CUPS high availability

Presence high availability, a feature that is quite easy to enable, so why not use it if you run a multi-node environment. This is a quick post on how to enable it and what it does, based on CUPS version 8.6.4.

Cisco Unified Presence supports High Availability at a subcluster level. Both nodes in the subcluster must be running the same version of Cisco Unified Presence 8.x software for High Availability to work. This means that during a n 8.x software upgrade it, HA will need to be disabled to prevent replication issues (also as per upgrade guide). This, because if presence detects the situation where both nodes in the subcluster think that they own the same user, both nodes will go into a failed state, and you will need to perform a manual recovery from the Cluster Topology web interface. I have found in some cases when upgrading, that although all services are up on both nodes, and all nodes have users balanced, it would still not allow logon on certain servers, for some unknown reason. At which point a reboot was required. Something to keep in mind.

Back to the set up, in CUPS, if you go to SYSTEM>Cluster Topology>DefaultCluster, you will see the following if HA is enabled:

Fig.1. High availability and fail over configuration

As you can see, very easy to enable and disable. in this particular example users are balanced between two servers. But you can also register users in ACTIVE/STANDBY fashion (use the sync agent service parameters to do this).

Cisco Unified Presence automatically detects failover in a subcluster by monitoring the heartbeat and monitoring the critical services on the peer node. When Cisco Unified Presence detects failover, it automatically moves all user to the backup node. From the Cisco Unified Presence Administration interface, you can initiate a manual fallback to the active node.

Cisco Unified Presence does not perform an automatic fallback to the active node after failover. This means that you must manually perform the fallback from the Cluster Topology interface (see figure 1), otherwise the failed over users will remain on the backup node.

Failover detection is twofold:
heart beat between the two servers. The heart beat interval and timeout can be configured through the service parameters. (see Figure 2). Be carefull when changing the default values, decreasing timeout values could make the deployment unstable! Figure 2 shows the default values.

service monitoring of critical services on both servers. Each node monitors a list of critical services. if a node detects that one or more of its critical services is not running for a period of “critical service down delay” (fig.2), it will instruct the peer node to initiate failover. The service that are monitored for this purpose are: Cisco DB (internal IDS database), Cisco UP Presence Engine , Cisco UP XCP Router, Cisco UP Message Archive, Cisco UP SIP Proxy , Cisco UP XCP SIP Federation Connection Manager.

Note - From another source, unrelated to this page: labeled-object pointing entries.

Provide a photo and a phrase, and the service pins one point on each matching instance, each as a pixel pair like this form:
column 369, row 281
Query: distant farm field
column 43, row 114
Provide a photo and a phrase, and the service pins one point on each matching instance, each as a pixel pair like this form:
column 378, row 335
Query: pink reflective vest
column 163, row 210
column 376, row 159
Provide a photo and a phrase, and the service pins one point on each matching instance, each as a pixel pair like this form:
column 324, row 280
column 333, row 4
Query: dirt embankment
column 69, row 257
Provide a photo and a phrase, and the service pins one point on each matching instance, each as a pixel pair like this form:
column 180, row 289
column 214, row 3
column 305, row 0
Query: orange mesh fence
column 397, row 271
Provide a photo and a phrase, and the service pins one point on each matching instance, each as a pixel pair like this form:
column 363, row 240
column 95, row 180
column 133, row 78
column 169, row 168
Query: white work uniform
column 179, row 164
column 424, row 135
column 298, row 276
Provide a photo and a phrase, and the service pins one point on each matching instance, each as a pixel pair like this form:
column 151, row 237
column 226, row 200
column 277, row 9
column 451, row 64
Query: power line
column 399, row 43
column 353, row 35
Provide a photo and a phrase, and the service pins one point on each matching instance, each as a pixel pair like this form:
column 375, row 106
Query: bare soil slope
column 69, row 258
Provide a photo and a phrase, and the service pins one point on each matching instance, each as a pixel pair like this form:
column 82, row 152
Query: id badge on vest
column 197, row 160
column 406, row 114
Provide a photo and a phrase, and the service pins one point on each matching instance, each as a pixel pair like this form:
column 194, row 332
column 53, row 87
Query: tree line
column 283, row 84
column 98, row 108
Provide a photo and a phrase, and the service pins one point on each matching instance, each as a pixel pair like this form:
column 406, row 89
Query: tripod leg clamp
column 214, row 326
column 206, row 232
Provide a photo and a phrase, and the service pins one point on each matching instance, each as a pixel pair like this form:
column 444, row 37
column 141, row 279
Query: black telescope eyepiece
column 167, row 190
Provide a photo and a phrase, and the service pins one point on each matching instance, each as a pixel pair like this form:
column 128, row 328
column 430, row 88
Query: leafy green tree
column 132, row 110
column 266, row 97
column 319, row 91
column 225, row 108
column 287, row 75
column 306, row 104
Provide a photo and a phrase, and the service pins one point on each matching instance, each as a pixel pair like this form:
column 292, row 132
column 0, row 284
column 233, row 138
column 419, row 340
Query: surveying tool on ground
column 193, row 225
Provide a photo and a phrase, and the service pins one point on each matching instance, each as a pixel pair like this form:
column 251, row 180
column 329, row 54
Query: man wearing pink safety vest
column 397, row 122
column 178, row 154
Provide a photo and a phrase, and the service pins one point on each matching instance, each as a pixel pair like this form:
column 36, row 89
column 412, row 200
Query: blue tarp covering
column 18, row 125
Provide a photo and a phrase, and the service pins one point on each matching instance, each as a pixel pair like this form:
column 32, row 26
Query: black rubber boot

Figure 2 – Hear beat interval and time out value configuration

Figure 3 show the node details and what the status is of each of these monitored services. SYSTEM>TOPOLOGY>SERVER Details

Figure 3 – HA monitored services details

This monitoring of critical services means, that if you would, for instance, manually stop the Presence engine, for longer than 90 seconds (critical services down delay), fail over would occur.

The underlying mechanism that deals with fail over is the Cisco UP server recovery manager (SRM). It manages all state changes on a node. these state changes could be automatic or initiated by an administrator (manual, by hitting the Failover button in figure 1). SRM is reponsible for the user moves once it detects that fail over has occurred. It is the SRM on the peer node, not the failed note that performs the user move operation. please note that user moves are throttled (see figure 4)

Fig.4 SRM service parameters

In terms of manual fail over, again see figure 1. If you hit the “FAIL OVER” button, this will move all active users over to the backup node. In reverse order you can initiate a FALLBACK, back to the active server. When doing a manual fail over, the SRM will stop all relevant service on the failing node. This is important, becuase it will no longer allow any communications with CUCM, so the PUblish Trunk, as configured on CUCM, will fail over to the second destination IP address/DNS name in its configuration.

I have noticed, that during an upgrade that I did (8.6.4>8.6.5), when installing the new software on the inactive partition, this caused a fail over from the node that I was doing the install on. This was most likely caused by an unresponsive service. The alert that we got for this fail over was triggered by SRM. So, something to be aware of, as you would not expect an impact, when installing new software on an inactive partition.

Redundant log in for Jabber

Redundant log in for jabber, how can this be achieved automatically? Its’s actually not that hard. there are two ways to do this (unless someone wants to point out other methods; I’m all ears). one of these methods I have already addressed in a previous post and uses SRV records.

http://ciscoshizzle.blogspot.com.au/2013/05/using-srv-records-for-redundancy-and.html

The second method is by means of DNS. For example you use the DNS name “cup” as the presence server in Jabber, create to DNS A records, each resolving the name into the IP address of each server. like so:

> nslookup cup
Server: cup.dogtel.com.au
Addresses: 10.10.10.25, 10.10.20.25

CUPS high availability